Genomic architecture controls spatial structuring in Amazonian birds

Abstract

Large rivers are ubiquitously invoked to explain the distributional limits and speciation of the Amazon Basin’s mega-diversity. However, inferences on the spatial and temporal origins of Amazonian species have narrowly focused on evolutionary neutral models, ignoring the potential role of natural selection and intrinsic genomic processes known to produce heterogeneity in differentiation across the genome. To test how these factors may influence evolutionary inferences across multiple taxa, we sequenced whole genomes of populations for three bird species that co-occur in southeastern Amazonian and exhibit different life histories linked to their propensity to maintain gene flow across the landscape. We found that phylogenetic relationships within species and demographic parameters varied across the genome in predictable ways. Genetic diversity was positively associated with recombination rate and negatively associated with the species tree topology weight. Gene flow was less pervasive in regions of low recombination, making these windows more suitable for commonly used phylogenetic methods that assume a bifurcating-branching model.
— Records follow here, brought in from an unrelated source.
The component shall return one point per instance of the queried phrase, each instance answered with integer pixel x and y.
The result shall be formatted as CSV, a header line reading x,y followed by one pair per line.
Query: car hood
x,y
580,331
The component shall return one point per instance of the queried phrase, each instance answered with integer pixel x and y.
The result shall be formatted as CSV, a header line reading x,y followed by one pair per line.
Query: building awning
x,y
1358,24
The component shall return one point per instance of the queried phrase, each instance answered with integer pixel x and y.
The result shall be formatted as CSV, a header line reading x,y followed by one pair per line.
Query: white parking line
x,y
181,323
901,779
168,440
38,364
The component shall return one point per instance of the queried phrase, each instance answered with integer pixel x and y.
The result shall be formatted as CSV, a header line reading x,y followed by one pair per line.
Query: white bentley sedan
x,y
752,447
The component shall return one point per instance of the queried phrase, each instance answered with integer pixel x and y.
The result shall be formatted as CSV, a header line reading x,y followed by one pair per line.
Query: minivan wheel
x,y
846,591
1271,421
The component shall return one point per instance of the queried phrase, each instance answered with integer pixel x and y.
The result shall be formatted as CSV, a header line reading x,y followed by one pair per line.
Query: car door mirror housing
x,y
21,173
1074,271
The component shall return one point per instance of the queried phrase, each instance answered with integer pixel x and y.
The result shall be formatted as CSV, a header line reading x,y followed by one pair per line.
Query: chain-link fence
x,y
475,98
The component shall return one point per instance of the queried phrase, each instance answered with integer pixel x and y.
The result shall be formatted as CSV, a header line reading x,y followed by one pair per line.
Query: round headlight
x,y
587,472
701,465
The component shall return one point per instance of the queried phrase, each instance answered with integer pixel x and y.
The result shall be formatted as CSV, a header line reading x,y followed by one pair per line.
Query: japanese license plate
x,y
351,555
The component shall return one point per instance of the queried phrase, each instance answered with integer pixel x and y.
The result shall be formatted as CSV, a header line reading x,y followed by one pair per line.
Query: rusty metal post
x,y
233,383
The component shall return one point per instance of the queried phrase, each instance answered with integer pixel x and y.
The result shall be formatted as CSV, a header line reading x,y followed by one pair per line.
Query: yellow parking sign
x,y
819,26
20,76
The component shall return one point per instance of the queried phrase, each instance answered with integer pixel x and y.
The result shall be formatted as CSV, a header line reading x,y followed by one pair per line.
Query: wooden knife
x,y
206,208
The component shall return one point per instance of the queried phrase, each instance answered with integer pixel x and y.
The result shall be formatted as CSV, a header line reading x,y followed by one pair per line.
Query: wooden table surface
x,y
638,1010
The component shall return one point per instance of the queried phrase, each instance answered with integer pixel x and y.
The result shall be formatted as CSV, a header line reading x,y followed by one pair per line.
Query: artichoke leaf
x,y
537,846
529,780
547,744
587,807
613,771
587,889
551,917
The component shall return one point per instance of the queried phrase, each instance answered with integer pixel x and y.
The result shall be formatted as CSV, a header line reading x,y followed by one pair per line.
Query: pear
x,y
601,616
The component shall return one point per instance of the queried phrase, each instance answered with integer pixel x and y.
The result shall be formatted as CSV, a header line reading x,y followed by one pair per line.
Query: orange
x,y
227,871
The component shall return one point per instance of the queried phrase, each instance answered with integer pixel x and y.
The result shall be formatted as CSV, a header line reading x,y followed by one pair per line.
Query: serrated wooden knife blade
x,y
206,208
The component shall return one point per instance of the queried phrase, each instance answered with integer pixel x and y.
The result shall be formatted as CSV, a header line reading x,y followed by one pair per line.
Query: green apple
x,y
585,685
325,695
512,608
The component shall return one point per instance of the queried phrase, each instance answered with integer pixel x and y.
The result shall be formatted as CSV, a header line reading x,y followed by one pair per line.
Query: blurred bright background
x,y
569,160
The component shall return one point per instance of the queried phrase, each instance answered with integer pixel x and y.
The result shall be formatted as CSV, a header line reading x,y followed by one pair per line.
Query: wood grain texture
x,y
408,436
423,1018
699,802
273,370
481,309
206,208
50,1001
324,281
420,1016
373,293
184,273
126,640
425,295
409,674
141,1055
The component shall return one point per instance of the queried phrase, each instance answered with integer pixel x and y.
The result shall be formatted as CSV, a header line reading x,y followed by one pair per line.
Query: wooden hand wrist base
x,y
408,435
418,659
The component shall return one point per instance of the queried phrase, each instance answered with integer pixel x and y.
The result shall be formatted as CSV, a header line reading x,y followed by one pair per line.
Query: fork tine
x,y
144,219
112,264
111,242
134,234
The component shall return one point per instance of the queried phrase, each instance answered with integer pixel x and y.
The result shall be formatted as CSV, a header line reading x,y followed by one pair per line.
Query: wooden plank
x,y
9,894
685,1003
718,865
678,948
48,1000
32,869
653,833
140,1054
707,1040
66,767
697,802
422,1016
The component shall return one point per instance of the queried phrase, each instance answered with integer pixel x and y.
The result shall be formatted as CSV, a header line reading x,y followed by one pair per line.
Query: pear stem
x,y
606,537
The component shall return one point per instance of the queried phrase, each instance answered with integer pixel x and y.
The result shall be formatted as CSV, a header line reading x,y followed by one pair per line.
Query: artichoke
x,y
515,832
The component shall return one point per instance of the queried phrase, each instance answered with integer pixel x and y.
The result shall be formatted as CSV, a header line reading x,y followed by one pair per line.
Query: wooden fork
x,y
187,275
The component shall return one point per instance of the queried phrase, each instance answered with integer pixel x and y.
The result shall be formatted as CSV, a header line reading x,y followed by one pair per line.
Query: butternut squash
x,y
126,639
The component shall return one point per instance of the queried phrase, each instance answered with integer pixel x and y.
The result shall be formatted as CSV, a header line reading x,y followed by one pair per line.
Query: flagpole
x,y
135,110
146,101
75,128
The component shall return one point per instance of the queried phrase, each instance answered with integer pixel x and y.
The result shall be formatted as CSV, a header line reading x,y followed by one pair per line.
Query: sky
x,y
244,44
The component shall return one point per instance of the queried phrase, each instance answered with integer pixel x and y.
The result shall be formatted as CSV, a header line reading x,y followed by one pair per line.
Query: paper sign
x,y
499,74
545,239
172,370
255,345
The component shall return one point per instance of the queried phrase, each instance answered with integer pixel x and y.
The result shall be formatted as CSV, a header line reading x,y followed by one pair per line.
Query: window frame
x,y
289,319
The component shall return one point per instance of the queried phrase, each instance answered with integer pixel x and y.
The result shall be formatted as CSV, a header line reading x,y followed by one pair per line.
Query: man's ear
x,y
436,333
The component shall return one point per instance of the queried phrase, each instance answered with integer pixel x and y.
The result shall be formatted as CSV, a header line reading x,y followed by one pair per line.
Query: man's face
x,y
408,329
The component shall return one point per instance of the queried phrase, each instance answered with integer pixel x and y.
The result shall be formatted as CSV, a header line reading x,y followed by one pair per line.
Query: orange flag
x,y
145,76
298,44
To corroborate that these associations were attributable to selection, we modeled the signature of adaptive alleles across the genome taking demographic history into account, and found that on average 31.6 % of the genome showed high probability for patterns consistent with selective sweeps and linked selection directly affecting the estimation of evolutionary parameters. By implementing a comparative genomic approach we were able to disentangle the effects of intrinsic genomic characteristics and selection from the neutral processes and show how speciation hypotheses are sensitive to genomic architecture.